Flying Colours Textiles


4 colour process separations

To print an image, this color separation technology involves four colors: cyan, magenta, yellow, and black (CMYK). Most of the colors in your image can be created by printing these four tones. Halftones, or small dots, are used in four-color process separations to create photorealistic images. However, it can be challenging with darker backgrounds because the inks are translucent, this procedure works best on white or lighter backgrounds. Due to the system's color accuracy, it has been substituted as a preferred separation option during the last decade by the spot color simulated process.

Simulated Process Separations for printing on multicolour garments

Simulated process separations, like four-color process separations, utilize halftones to form images, but the simulated process uses a bigger range of colors to handle a wider range of colors. Since opaque inks are utilized, a simulated process can be used for both light and dark backgrounds, unlike four-color process separations. Tonal or channel separations are other terms for simulated process separations. In addition, simulated-process color separations similar to four-color process separations, are done in color separation photoshop. Simulated Process Screen Printing use for apparels, Garments, custom t-Shirt Printing.

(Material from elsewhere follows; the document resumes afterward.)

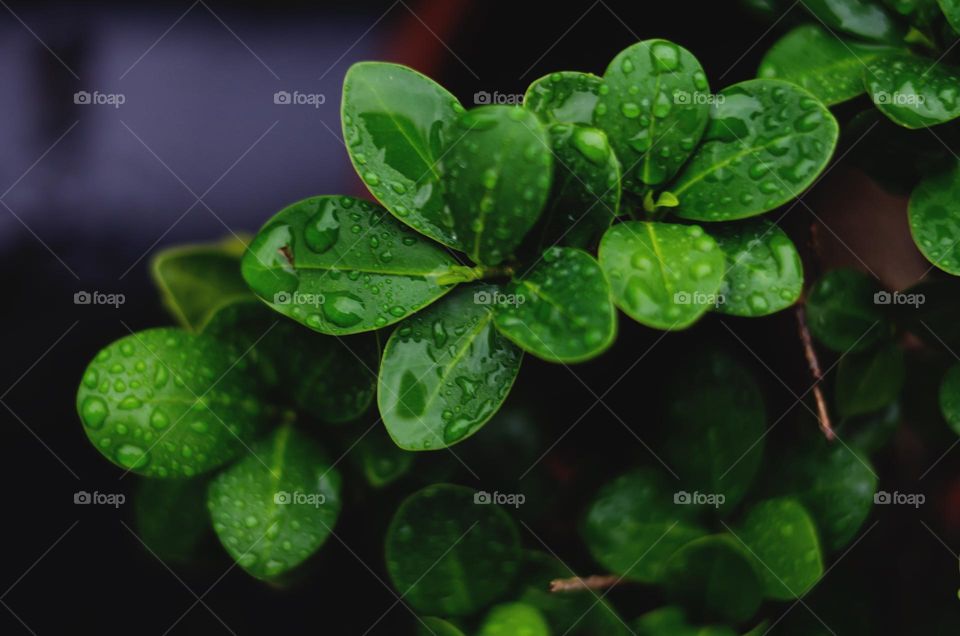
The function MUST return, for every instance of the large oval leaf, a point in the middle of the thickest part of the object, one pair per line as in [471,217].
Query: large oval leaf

Halftones, duotones, tritones, and quadtones

Then, when you take a photograph of what you see in the physical world, you cut this range of distinct tones dramatically. Furthermore, when you introduce this photo as a digital image into your page composition software (such as InDesign) and from there into your printer’s digital prepress workflow and on to the pressroom floor, the number of distinct colors and tone values narrows even further. Also, the dark areas aren’t as dark as they are in the physical world, and the light areas aren’t as light.

Separations for discharge printing

Discharge printing, also called Extract Printing, method of applying a design to dyed fabric by printing a colour-destroying agent, such as chlorine or hydrosulfite, to bleach out a white or light pattern on the darker coloured ground. In colour-discharge printing, a dye impervious to the bleaching agent is combined with it, producing a coloured design instead of white on the dyed ground.